O Lar da Senhora Peregrine para Crianças Peculiares

Random Riggs

Editora: Contraponto/Bertrand Editora

Sinopse: Uma terrível tragédia familiar leva Jacob, um jovem de 16 anos, a uma ilha remota na costa do País de Gales, onde vai encontrar as ruínas do lar para crianças peculiares, criado pela senhora Peregrine.

Ao explorar os quartos e corredores abandonados, apercebe-se de que as crianças do lar eram mais do que apenas peculiares; podiam também ser perigosas. É possível que tenham sido mantidas enclausuradas numa ilha quase deserta por um bom motivo. E, por incrível que pareça, podem ainda estar vivas…

Um romance arrepiante, ilustrado com fantasmagóricas fotografias vintage, que fará as delícias de adultos, jovens e todos aqueles que apreciam o suspense.

Opinião: Andava com imensa vontade de ler este livro há algum tempo. Desde que saiu que a sua grafia e temática me despertaram o interesse, mas confesso que a saída do segundo livro e o anúncio do filme a realizar pelo Tim Burton foram decisivos na decisão de finalmente pegar nele. E ainda bem que assim foi, pois estava a perder uma bela história que desafia a nossa imaginação e até a nossa realidade. O ambiente está muito bem criado e desenvolvido, as personagens são extremamente cativantes, sendo que a empatia com o nosso protagonista é criado desde o início. Afinal quem é que nunca foi uma criança que em tempos acreditou em histórias extraordinárias, mas que com o crescimento perdeu qualquer crença nessas fantasias? Soa-vos familiar? Acredito que à maioria sim, mas no caso de Jacob ele chega à derradeira conclusão que afinal há coisas que são bem mais reais do que aquilo que alguma vez achou possível serem.

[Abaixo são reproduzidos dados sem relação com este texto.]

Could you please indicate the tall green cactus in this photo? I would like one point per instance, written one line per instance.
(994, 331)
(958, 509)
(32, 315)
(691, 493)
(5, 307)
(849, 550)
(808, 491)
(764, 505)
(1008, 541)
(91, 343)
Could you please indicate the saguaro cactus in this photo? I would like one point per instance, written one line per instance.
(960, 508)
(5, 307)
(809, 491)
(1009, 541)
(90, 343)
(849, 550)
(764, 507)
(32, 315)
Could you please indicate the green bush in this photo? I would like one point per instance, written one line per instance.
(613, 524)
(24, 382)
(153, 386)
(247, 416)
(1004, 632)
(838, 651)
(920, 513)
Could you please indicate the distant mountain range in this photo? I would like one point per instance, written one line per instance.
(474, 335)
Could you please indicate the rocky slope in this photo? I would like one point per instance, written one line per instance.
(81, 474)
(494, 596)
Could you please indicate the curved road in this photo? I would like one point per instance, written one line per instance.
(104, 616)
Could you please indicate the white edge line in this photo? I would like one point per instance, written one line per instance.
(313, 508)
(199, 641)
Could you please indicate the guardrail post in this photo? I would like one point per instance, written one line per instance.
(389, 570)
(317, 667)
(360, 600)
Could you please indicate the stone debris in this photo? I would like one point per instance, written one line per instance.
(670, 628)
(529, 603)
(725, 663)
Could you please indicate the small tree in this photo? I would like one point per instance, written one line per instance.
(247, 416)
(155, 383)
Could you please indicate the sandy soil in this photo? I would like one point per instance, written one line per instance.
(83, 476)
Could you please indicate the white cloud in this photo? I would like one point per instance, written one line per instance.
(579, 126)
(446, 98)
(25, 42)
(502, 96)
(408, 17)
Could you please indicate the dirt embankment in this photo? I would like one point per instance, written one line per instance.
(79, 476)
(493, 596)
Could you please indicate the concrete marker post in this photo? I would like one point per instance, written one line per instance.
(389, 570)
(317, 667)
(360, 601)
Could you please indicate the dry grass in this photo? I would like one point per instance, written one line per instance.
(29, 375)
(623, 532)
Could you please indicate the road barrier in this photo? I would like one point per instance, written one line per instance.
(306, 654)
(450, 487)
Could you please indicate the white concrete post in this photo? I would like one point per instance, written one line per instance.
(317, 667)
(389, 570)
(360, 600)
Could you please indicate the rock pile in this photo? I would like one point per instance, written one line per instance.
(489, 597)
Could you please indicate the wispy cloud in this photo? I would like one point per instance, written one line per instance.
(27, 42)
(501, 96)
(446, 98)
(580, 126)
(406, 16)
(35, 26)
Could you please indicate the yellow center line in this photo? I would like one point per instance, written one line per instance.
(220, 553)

Quer se queira quer não, a parte gráfica de um livro consegue muitas vezes ser tão apaixonante quanto a literatura inserida nele. Ransom Riggs conseguiu aqui um equilíbrio perfeito e complementar no que toca a adornar a sua excelente escrita com imagens que só podiam aumentar ainda mais a curiosidade do leitor. Não faz diferença que estejamos a incorporar a voz de um pequeno adolescente, o adulto que há em nós agradece o descanso e regala-se com a oportunidade de poder voltar a ver o mundo com uma certa inocência, mas também com um alerta renovado, experiente. Podem perguntar-me se este não será um livro mais indicado para crianças/jovens/jovens-adultos, mas na verdade não vos saberei responder com exactidão. Penso que depende do quão receptivo ao desconhecido e ao diferente poderá estar quem pegar neste livro. No meu caso estou sempre disposta a ler algo que possa fugir ao convencional. Mais, se o Tim Burton vai fazer um filme do livro, por alguma razão é! 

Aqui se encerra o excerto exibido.